The Asia-Pacific Journal of Ophthalmology

Asia-Pacific Journal of Ophthalmology:

Issue 1, January/February 2017 Original Study - Clinical

Prevalence of Steroid-Induced Cataract and Glaucoma in Chronic Obstructive Pulmonary Disease Patients Attending a Tertiary Care Center in India

Nath, Tirupati; Roy, Subham Sinha; Kumar, Himanshu; Agrawal, Rachit; Kumar, Santosh; Satsangi, S. K.

Author Information

From the *Upgraded Department of Ophthalmology and †Department of Tuberculosis and Chest Diseases, S. N. Medical College, Agra, India.


Reprints: Subham Sinha Roy, MBBS, Room No. 20, PG Boys Hostel, S. N. Medical College, Agra 282002, India. E-mail:



Purpose: Exposure to corticosteroids is known to be associated with an increased risk of cataract and glaucoma. this study was undertaken to determine the prevalence of steroid-induced cataract and glaucoma in patients with chronic obstructive pulmonary disease (COPD) and to assess a dose-response relationship between them.


Design: This was a prospective observational study.

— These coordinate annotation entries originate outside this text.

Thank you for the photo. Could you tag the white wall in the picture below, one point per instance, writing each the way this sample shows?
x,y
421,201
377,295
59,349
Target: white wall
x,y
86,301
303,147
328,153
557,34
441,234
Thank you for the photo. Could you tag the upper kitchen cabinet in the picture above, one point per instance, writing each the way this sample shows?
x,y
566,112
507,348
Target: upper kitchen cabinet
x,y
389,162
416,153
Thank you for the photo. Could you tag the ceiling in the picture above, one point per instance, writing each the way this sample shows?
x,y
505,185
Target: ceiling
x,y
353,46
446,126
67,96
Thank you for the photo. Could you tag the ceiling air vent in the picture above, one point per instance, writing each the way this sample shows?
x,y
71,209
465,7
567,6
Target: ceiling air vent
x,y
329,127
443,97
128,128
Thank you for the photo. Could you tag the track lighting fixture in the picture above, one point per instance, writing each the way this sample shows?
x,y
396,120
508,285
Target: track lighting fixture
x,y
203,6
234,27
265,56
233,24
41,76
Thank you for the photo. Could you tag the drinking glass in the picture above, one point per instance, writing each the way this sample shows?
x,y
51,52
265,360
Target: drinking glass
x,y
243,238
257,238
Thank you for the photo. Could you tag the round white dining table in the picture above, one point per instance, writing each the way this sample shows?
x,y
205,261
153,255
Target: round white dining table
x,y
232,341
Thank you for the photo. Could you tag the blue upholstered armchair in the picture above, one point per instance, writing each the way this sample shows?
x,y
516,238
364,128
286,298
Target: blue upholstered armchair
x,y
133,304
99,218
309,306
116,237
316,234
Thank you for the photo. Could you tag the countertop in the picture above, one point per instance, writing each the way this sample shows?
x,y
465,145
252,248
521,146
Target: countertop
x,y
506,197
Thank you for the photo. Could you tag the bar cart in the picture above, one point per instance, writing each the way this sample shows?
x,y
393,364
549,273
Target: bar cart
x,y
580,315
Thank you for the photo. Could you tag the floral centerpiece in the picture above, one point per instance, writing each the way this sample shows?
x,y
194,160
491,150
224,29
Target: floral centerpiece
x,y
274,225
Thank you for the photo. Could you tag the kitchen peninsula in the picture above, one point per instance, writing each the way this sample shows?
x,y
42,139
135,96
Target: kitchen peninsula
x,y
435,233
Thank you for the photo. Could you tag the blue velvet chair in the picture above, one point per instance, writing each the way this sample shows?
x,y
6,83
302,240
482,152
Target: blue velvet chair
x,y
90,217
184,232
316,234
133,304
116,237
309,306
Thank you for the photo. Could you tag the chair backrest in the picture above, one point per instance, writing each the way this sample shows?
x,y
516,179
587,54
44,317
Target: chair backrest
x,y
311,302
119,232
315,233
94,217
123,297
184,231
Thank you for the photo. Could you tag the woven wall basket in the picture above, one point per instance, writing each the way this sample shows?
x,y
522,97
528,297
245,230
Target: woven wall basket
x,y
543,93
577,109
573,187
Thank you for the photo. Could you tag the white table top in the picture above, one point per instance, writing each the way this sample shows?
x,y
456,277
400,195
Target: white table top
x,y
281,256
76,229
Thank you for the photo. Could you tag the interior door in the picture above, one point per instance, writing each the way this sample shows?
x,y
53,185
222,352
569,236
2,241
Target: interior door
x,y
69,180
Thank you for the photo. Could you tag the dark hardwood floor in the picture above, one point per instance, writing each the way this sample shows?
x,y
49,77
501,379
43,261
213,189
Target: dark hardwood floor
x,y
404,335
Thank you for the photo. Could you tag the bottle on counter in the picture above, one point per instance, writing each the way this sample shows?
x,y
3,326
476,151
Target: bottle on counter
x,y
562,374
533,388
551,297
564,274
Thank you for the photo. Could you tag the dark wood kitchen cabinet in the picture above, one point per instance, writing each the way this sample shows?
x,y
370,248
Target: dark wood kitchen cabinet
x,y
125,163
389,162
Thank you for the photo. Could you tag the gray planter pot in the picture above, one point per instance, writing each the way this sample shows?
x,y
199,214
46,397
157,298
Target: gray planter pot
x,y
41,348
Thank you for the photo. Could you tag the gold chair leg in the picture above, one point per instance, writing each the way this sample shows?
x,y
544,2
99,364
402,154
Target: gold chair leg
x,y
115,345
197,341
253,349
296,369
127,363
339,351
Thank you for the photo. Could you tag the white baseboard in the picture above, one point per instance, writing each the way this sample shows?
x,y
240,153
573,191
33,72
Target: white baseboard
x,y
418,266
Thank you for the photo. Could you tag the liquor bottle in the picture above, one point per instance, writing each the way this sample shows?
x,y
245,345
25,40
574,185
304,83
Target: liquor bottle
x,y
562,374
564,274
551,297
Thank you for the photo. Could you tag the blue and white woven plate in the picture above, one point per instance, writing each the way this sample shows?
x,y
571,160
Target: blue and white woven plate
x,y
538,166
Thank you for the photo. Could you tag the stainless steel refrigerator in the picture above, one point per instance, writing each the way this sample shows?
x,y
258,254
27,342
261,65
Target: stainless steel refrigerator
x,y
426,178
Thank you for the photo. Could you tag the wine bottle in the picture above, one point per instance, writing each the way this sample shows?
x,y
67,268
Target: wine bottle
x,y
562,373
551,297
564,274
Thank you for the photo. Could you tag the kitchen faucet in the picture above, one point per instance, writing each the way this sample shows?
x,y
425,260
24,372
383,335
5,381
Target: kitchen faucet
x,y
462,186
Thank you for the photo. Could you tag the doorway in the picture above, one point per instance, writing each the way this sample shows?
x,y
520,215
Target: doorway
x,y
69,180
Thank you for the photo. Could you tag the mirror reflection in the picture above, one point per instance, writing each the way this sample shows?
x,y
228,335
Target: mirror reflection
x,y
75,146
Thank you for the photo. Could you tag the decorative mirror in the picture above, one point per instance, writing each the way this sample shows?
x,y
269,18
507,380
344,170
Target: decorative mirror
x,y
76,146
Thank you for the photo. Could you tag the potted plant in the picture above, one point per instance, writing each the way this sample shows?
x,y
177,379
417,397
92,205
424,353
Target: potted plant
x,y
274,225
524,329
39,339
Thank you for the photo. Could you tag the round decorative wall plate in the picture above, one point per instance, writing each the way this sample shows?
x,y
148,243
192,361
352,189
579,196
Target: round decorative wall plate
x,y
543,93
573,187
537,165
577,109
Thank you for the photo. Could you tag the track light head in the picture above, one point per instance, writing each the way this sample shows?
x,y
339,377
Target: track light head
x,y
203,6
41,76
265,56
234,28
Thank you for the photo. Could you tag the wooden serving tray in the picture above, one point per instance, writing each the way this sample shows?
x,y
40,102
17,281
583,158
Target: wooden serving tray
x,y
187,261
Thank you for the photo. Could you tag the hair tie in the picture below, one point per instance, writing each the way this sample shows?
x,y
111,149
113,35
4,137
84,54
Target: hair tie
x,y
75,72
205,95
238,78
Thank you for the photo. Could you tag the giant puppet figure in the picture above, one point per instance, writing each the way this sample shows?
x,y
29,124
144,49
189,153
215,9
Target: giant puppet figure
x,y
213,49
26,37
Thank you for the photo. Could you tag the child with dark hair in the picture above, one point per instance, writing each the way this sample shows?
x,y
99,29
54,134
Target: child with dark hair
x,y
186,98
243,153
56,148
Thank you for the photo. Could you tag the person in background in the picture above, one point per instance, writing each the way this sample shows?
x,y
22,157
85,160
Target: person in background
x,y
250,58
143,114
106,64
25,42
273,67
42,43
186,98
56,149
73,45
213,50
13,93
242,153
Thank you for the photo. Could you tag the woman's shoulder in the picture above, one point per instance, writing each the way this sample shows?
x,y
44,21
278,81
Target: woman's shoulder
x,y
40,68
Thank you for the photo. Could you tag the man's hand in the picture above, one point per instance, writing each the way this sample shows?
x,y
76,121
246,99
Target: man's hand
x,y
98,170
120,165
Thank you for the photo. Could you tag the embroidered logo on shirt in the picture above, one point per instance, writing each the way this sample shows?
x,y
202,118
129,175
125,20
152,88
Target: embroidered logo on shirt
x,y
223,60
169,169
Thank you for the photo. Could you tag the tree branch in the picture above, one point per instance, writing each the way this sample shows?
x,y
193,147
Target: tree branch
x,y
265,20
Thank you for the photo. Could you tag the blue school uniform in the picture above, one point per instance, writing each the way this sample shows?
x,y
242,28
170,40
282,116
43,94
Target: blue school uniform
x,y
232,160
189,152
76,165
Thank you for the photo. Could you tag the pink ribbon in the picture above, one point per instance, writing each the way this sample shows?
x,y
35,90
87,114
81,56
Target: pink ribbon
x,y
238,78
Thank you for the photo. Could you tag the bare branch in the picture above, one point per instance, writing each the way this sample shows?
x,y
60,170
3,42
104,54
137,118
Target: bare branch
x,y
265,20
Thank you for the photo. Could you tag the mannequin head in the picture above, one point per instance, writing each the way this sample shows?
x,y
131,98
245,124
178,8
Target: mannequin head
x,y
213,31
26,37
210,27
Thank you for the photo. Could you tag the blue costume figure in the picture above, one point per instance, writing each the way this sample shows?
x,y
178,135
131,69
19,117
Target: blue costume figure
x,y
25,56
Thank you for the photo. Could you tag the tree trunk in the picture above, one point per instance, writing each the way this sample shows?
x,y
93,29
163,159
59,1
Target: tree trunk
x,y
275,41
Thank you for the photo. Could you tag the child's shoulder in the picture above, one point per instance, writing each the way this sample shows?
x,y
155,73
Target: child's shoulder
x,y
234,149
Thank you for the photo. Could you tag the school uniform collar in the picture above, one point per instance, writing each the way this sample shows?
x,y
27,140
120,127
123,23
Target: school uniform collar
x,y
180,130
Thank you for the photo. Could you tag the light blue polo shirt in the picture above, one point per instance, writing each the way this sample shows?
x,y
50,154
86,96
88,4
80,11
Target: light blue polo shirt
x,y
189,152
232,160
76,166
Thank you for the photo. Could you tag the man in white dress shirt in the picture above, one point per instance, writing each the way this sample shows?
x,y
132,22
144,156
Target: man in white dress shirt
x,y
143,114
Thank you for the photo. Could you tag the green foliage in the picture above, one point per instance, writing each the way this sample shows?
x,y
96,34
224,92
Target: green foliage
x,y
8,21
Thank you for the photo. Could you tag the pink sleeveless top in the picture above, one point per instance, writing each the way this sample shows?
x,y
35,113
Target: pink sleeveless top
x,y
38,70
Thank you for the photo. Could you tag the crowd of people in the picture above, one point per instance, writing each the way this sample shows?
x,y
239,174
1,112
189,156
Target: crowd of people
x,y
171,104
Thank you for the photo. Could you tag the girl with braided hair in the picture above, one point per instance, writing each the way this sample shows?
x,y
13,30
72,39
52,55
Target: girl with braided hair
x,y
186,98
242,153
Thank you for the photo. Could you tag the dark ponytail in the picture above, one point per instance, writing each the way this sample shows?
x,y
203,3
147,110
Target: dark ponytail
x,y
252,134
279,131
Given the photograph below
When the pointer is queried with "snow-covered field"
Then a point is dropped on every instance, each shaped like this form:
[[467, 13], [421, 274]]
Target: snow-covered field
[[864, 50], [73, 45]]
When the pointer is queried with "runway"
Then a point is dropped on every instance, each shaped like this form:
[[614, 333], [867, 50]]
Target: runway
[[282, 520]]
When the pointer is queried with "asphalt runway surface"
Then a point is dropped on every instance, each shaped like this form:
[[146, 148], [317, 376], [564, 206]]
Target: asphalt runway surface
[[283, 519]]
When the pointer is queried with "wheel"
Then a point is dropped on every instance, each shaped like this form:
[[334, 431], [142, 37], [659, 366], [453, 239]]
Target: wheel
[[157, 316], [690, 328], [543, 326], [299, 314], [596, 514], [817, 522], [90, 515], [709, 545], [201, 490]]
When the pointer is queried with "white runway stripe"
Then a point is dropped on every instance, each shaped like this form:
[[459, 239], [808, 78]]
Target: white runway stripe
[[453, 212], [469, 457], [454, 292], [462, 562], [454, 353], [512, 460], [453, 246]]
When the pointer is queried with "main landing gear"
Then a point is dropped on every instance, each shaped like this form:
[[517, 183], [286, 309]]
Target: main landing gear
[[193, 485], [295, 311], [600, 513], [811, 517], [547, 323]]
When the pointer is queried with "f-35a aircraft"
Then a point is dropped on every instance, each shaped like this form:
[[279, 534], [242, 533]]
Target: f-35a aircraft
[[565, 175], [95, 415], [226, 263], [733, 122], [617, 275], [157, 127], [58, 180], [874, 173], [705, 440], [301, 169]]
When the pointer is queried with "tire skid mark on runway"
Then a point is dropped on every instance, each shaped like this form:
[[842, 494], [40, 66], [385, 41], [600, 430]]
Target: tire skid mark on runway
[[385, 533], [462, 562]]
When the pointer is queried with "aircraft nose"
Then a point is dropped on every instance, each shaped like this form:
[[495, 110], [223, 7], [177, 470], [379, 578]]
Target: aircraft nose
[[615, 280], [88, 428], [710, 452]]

Methods: We identified all COPD patients aged 50 years or older, with minimum steroid exposure of 4 months and on inhaled corticosteroids from March 2014 to March 2015. average daily dose of inhaled corticosteroids was defined as low (1–250 μg), medium (251–500 μg), and high (501–1000 μg) using fluticasone propionate equivalents.


Results: We screened 405 COPD patients, of which 48 were dropouts. We identified 58 cataract and 14 glaucoma patients with a prevalence of 16.24% and 3.92%, respectively. We also observed a dose-response relationship with the highest prevalence of cataract (39.6%) and glaucoma (42.8%) at daily doses of 501–1000 μg fluticasone propionate equivalents.


Conclusions: It is evident that higher doses and longer duration of inhaled corticosteroid in COPD patients are associated with a higher prevalence of cataract and glaucoma.